Der Neubau des modernen Trainingszentrums für die Profimannschaft und Talente der U16, U17 und U19 des Fußballzweitligisten Dynamo Dresden im Sportpark Ostra ist aktuell eines der größten Vorhaben der STESAD als Projektsteuerer und Bauherrenvertreter. Bauherr ist die Gesellschaft für Immobilienwirtschaft mbH Dresden (DGI). Neben den Sportlern wird auch die sportliche Leitung der SGD unter der Leitung nach der Fertigstellung in das zum Trainingsgelände gehörende zweistöckige Funktionsgebäude ziehen.

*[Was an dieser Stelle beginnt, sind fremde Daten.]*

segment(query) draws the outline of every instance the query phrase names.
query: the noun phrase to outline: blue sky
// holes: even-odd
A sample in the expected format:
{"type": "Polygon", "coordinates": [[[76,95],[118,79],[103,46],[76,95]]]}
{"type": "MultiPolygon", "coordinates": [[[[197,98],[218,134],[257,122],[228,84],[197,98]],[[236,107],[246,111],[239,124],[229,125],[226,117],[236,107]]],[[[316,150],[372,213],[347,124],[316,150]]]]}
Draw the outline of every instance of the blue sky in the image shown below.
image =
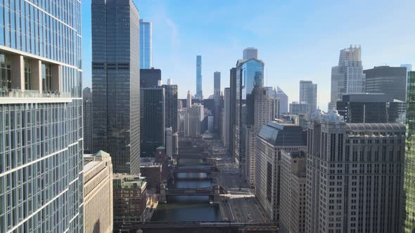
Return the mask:
{"type": "MultiPolygon", "coordinates": [[[[82,1],[84,86],[91,86],[91,1],[82,1]]],[[[196,91],[196,55],[208,98],[213,72],[221,72],[221,88],[228,87],[229,69],[246,47],[259,50],[265,86],[278,85],[290,102],[298,101],[299,81],[312,80],[323,109],[331,67],[350,44],[362,46],[364,69],[415,65],[414,0],[135,1],[140,18],[153,22],[153,66],[163,81],[179,85],[180,98],[196,91]]]]}

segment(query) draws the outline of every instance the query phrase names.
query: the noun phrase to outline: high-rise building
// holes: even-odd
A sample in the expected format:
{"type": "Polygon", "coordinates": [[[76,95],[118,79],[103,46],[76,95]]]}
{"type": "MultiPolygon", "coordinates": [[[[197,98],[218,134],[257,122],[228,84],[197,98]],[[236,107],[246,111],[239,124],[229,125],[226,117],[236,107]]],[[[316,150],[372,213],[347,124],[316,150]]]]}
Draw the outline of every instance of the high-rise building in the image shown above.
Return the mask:
{"type": "Polygon", "coordinates": [[[220,72],[213,73],[213,99],[215,100],[214,108],[214,131],[217,132],[219,129],[219,113],[220,109],[220,72]]]}
{"type": "Polygon", "coordinates": [[[139,11],[132,0],[93,1],[94,151],[111,154],[115,173],[140,173],[139,11]]]}
{"type": "Polygon", "coordinates": [[[131,229],[142,220],[147,182],[138,175],[113,175],[114,232],[131,229]]]}
{"type": "Polygon", "coordinates": [[[84,227],[82,3],[53,4],[0,3],[0,232],[84,227]]]}
{"type": "Polygon", "coordinates": [[[140,69],[140,88],[146,88],[158,86],[161,81],[161,69],[140,69]]]}
{"type": "Polygon", "coordinates": [[[336,109],[336,103],[344,93],[365,93],[365,74],[363,73],[360,46],[340,51],[338,65],[331,68],[331,95],[328,109],[336,109]]]}
{"type": "Polygon", "coordinates": [[[281,151],[305,149],[307,135],[301,126],[269,122],[263,125],[255,145],[255,194],[267,217],[279,221],[281,151]]]}
{"type": "Polygon", "coordinates": [[[84,154],[84,232],[113,232],[113,208],[110,154],[103,151],[84,154]]]}
{"type": "Polygon", "coordinates": [[[155,148],[165,146],[165,93],[161,86],[140,90],[141,157],[153,157],[155,148]]]}
{"type": "Polygon", "coordinates": [[[307,154],[281,151],[280,232],[305,233],[307,154]]]}
{"type": "Polygon", "coordinates": [[[308,105],[308,113],[312,113],[317,109],[317,84],[312,81],[300,81],[300,102],[308,105]]]}
{"type": "Polygon", "coordinates": [[[243,53],[243,60],[248,60],[251,58],[258,59],[258,50],[255,48],[246,48],[243,53]]]}
{"type": "Polygon", "coordinates": [[[84,99],[84,153],[92,151],[92,93],[86,87],[82,91],[84,99]]]}
{"type": "Polygon", "coordinates": [[[202,56],[196,56],[196,95],[195,98],[199,100],[203,100],[203,90],[202,89],[202,56]]]}
{"type": "Polygon", "coordinates": [[[389,66],[374,67],[365,69],[366,92],[383,93],[395,100],[406,100],[407,68],[389,66]]]}
{"type": "Polygon", "coordinates": [[[405,126],[312,114],[306,232],[401,232],[405,126]]]}
{"type": "Polygon", "coordinates": [[[140,20],[140,69],[153,67],[153,24],[140,20]]]}
{"type": "Polygon", "coordinates": [[[177,132],[177,85],[173,85],[172,80],[167,80],[167,85],[163,85],[165,91],[166,119],[165,127],[172,127],[173,133],[177,132]]]}
{"type": "Polygon", "coordinates": [[[278,86],[276,86],[275,97],[279,100],[279,115],[288,112],[288,95],[278,86]]]}
{"type": "Polygon", "coordinates": [[[391,95],[345,94],[342,98],[337,112],[347,123],[397,123],[402,111],[402,102],[391,95]]]}
{"type": "Polygon", "coordinates": [[[403,232],[415,231],[415,72],[408,72],[407,134],[404,171],[403,232]],[[413,147],[414,146],[414,147],[413,147]]]}

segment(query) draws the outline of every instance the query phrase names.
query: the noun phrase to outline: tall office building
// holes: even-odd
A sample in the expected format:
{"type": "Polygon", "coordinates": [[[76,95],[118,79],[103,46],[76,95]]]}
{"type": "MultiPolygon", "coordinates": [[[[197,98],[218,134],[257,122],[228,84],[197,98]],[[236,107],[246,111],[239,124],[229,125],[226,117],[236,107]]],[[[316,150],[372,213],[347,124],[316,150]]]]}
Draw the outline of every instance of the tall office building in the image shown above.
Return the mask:
{"type": "Polygon", "coordinates": [[[307,135],[301,126],[269,122],[263,125],[255,144],[255,194],[267,216],[279,221],[281,151],[307,148],[307,135]]]}
{"type": "Polygon", "coordinates": [[[84,232],[113,232],[113,164],[110,154],[99,151],[84,154],[84,232]]]}
{"type": "Polygon", "coordinates": [[[404,171],[404,232],[415,231],[415,72],[408,72],[407,135],[404,171]]]}
{"type": "Polygon", "coordinates": [[[161,81],[161,69],[140,69],[140,88],[146,88],[158,86],[161,81]]]}
{"type": "Polygon", "coordinates": [[[203,100],[203,90],[202,90],[202,56],[196,56],[196,94],[195,98],[199,100],[203,100]]]}
{"type": "Polygon", "coordinates": [[[283,113],[288,112],[288,95],[278,86],[276,86],[275,97],[279,100],[279,114],[282,115],[283,113]]]}
{"type": "Polygon", "coordinates": [[[360,46],[340,51],[338,65],[331,68],[331,94],[328,109],[336,109],[336,102],[344,93],[365,93],[365,76],[362,65],[360,46]]]}
{"type": "Polygon", "coordinates": [[[141,156],[153,157],[155,148],[165,145],[165,92],[161,86],[140,90],[141,156]]]}
{"type": "Polygon", "coordinates": [[[281,151],[280,232],[305,233],[307,154],[281,151]]]}
{"type": "Polygon", "coordinates": [[[219,113],[220,109],[220,72],[215,72],[213,73],[213,99],[215,100],[214,108],[214,131],[217,131],[219,129],[219,113]]]}
{"type": "Polygon", "coordinates": [[[92,93],[89,87],[82,91],[84,99],[84,153],[92,151],[92,93]]]}
{"type": "Polygon", "coordinates": [[[172,79],[167,80],[167,85],[163,85],[165,93],[165,127],[171,127],[173,133],[177,132],[177,85],[173,85],[172,79]]]}
{"type": "Polygon", "coordinates": [[[140,20],[140,69],[153,67],[153,24],[140,20]]]}
{"type": "Polygon", "coordinates": [[[95,0],[92,16],[94,151],[115,173],[140,173],[139,11],[132,0],[95,0]]]}
{"type": "Polygon", "coordinates": [[[306,232],[401,232],[404,134],[403,124],[313,114],[306,232]]]}
{"type": "Polygon", "coordinates": [[[312,113],[317,109],[317,84],[312,81],[300,81],[300,102],[308,105],[309,112],[312,113]]]}
{"type": "Polygon", "coordinates": [[[248,60],[251,58],[258,59],[258,50],[252,47],[246,48],[243,50],[242,59],[248,60]]]}
{"type": "Polygon", "coordinates": [[[393,99],[405,101],[407,96],[407,68],[389,66],[365,69],[366,92],[383,93],[393,99]]]}
{"type": "Polygon", "coordinates": [[[0,3],[0,232],[82,231],[81,5],[0,3]]]}

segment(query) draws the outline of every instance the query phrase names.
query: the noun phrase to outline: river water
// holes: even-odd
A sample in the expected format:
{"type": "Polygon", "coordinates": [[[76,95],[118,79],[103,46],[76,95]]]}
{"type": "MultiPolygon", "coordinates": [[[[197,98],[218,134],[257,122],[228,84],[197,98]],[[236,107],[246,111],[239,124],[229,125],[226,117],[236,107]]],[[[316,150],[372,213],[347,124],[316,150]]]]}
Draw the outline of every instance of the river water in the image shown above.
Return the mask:
{"type": "MultiPolygon", "coordinates": [[[[200,159],[181,159],[179,166],[202,167],[200,159]]],[[[196,188],[212,186],[206,173],[178,173],[168,187],[196,188]]],[[[152,221],[221,221],[219,206],[210,204],[208,196],[177,196],[167,197],[167,204],[159,204],[152,221]]]]}

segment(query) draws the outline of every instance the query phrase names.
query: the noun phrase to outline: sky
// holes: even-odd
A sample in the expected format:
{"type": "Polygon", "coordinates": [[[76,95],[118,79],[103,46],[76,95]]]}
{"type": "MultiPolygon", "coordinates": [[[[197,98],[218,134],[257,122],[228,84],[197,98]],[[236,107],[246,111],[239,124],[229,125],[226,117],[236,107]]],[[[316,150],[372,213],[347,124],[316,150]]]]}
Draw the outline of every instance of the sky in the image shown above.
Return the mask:
{"type": "MultiPolygon", "coordinates": [[[[91,86],[91,1],[82,0],[83,86],[91,86]]],[[[92,0],[94,1],[94,0],[92,0]]],[[[298,101],[299,81],[318,84],[327,109],[331,67],[340,51],[361,45],[364,69],[415,65],[414,0],[134,0],[140,18],[153,22],[153,66],[172,79],[179,98],[196,93],[196,57],[202,55],[203,95],[221,89],[247,47],[265,63],[265,86],[280,86],[298,101]]],[[[415,68],[415,67],[414,67],[415,68]]]]}

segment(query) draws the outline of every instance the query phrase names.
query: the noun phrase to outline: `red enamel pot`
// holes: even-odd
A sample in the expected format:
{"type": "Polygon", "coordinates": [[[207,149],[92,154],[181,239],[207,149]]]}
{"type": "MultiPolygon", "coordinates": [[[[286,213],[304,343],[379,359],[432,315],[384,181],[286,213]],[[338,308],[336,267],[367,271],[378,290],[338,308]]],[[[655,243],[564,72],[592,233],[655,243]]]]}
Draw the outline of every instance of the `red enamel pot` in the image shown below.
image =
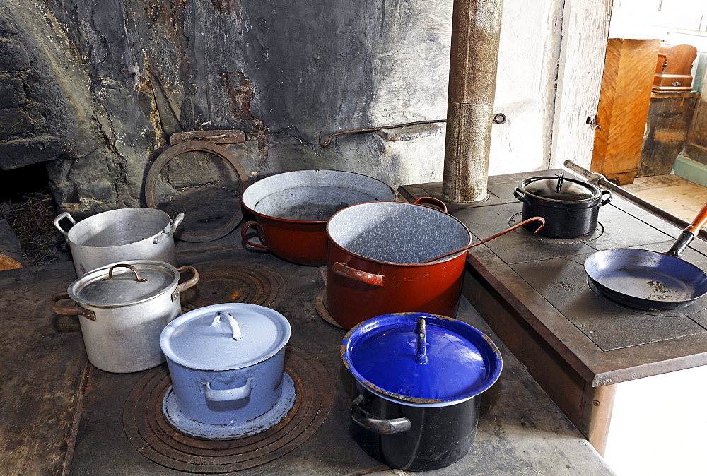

Während die drei Großspielfelder (zwei beheizbare Rasenplätze- und ein Kunstrasenplatz) noch vor dem Winter begrünt werden sollen, nimmt auch das zentrale Funktionsgebäude immer mehr Gestalt an. Nach dem kürzlich erfolgten Richtfest geht der Baufortschritt hier planmäßig weiter. Im Gebäude, dessen Fassade anthrazitfarbene Blechschindeln schmücken werden, können sich die Dynamos nach der geplanten Fertigstellung der Trainingsanlage zur Jahreshälfte 2020 über Top-Bedingungen freuen. Der Innenausbau des Funktionsgebäudes beginnt, sobald alle Fenster und Türen verbaut sind. Nach der Fertigstellung wird es neben Büroräumen unter anderem einen Presse- und Kraftraum, ein Entmüdungsbereich, einen Speiseraum mit Obsttheke und mehrere Bereiche für physiotherapeutische Behandlungen der Spieler geben. Nahe dem Haupthaus entsteht auf dem Gelände außerdem ein Mehrzweckgebäude, welches hauptsächlich für die Koordination der Platzpflege der verschiedenen Spielstätten da sein wird. Neben reinen Fußball-Trainingsfeldern sind außerdem Areale für Fußballtennis, Schnellkrafttraining, Koordination und andere Trainingsspezifika geplant. Auf dem Gelände wird ein Multifunktionshügel für verschiedene Trainingsinhalte nutzbar gemacht.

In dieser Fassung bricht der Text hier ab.